Je fais un dernier « okay » à ceux de l’équipe de surface qui me répondent de m’empresser car ils ont hâte de plonger à leur tour. Quand tout est en place, nous amorçons notre descente sur la corde. À notre grande surprise, les rayons du soleil saccadés par les vaguelettes de surface atteignent le pont de l’épave et nous offrent un spectacle tout simplement grandiose… ce silence, qui n’est brisé que par notre respiration, et ces bulles qui s’évadent du détendeur pour aller se dissoudre à la surface. Ce bateau qui se découvre à nous… le moment est intense et tous nos sens sont en éveil.

Le bâtiment gît par 12 mètres de fond (40 pieds) à l’endroit précis où il a sombré le 9 décembre… avec aux commandes le Capitaine William Montgomery. Il repose au fond, droit sur sa quille. Nous sommes à quelques mètres de lui car la corde d’ancrage est accrochée non sur l’épave mais à un bloc de béton tout près. Quelques beaux achigans vien nent nous saluer comme s’ils nous connaissaient, ces grands curieux. Les poissons ne sont pas effrayés par notre présence, ils nous voient comme des extra-terrestres qui envahissent leur espace et ce, sans invitation. Nous atteignons la poupe du navire (partie arrière) ; les poissons semblent nous escorter dans notre visite de leurs lieux. Ce bateau est très bien préservé ; nous contrôlons notre flottabilité afin de ne pas en toucher outre mesure la structure. Les écoutilles sont là devant nous ainsi qu’une partie du gréement, les taquets d’amarrage, les cabestans et un couvert d’écoutille. Nous remarquons aussi les socles qui devaient recevoir les mats et d’autres parties du gréement qui étaient utilisées lorsque le bateau devait emprunter des canaux. Le pont est dans une condition surprenante, ce qui confirme que le bois se conserve beaucoup mieux dans un milieu d’eau douce que marin.

Impossible de pénétrer l’épave, au risque de l’endommager, mais un coup d’œil rapide à travers l’écoutille révèle beaucoup de sédiments ; par contre, aucune cargaison visible. La visibilité est bonne, on peut presque voir tout le bateau, un bâtiment de 88 pieds de long sur 14 pieds de large. Toutes voiles déployées, il devait avoir fière allure sur le lac. Toujours escortés par nos achigans, nous progressons jusqu’à la proue du bateau (partie avant) et constatons que la coque est endommagée ; c’est ce qui l’a amené à sa perte. Le temps passe très vite en immersion, nous décidons donc de retourner vers la corde d’amarrage. L’ambiance créée par la lumière est phénoménale, les rayons du soleil surplombent l’épave et nous donnent presque l’impression d’être dans les mers du Sud. Nous apercevons la corde qui nous a guidés jusqu’ici et nous retournons pour saluer notre épave. Une dernière vérification avant d’amorcer la remontée… temps de plongée/profondeur maximale… et lentement, la tête pleine d’images, remontons le long de la corde. Un arrêt à 4,5 mètres (15 pieds) de la surface pour une période de 3 minutes est toujours de mise pour donner le temps au corps d’évacuer le trop plein d’azote saturé qui s’est accumulé durant cette belle plongée.

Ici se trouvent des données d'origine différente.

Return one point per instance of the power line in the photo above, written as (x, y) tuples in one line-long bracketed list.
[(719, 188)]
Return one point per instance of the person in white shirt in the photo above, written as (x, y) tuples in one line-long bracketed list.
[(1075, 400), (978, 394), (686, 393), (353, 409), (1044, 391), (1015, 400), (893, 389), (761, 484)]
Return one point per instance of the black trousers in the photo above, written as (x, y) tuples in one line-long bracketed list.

À peine la tête sortie hors de l’eau, nos gaillards nous harcèlent de questions… Nous décapelons nos scaphandres avant de nous hisser à bord. Sitôt à bord, l’autre équipe s’empresse de se mettre à l’eau et de bientôt disparaître sous les flots. Nous rangeons le matériel de plongée tout en discutant des choses qui nous ont impressionnés au cours de cette plongée. Le sentiment d’être très privilégiés nous envahit car, grâce à notre formation et notre équipement, nous avons la possibilité d’explorer à loisir une parcelle d’un musée sous-marin, d’être témoins d’une page d’histoire, qui en plus, se trouve à nos portes. Il n’y a pas si longtemps, une excursion comme celle-ci n’aurait pu avoir lieu.

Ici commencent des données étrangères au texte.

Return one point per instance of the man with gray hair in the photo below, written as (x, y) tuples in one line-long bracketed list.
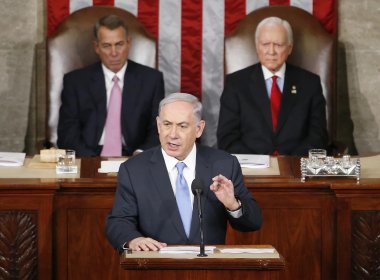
[(109, 108), (272, 107), (154, 205)]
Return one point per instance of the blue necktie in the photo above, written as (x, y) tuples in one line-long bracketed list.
[(183, 198)]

Pendant que les bulles de nos copains viennent crever la surface, nous planifions déjà la prochaine sortie, un peu plus au nord dans la baie de Burlington (site no 40 sur la carte). Nous anticipons déjà d’aller visiter ce fameux horse ferry… mais ça, c’est une autre histoire…

Le lac Champlain a été le théâtre de nombreux naufrages.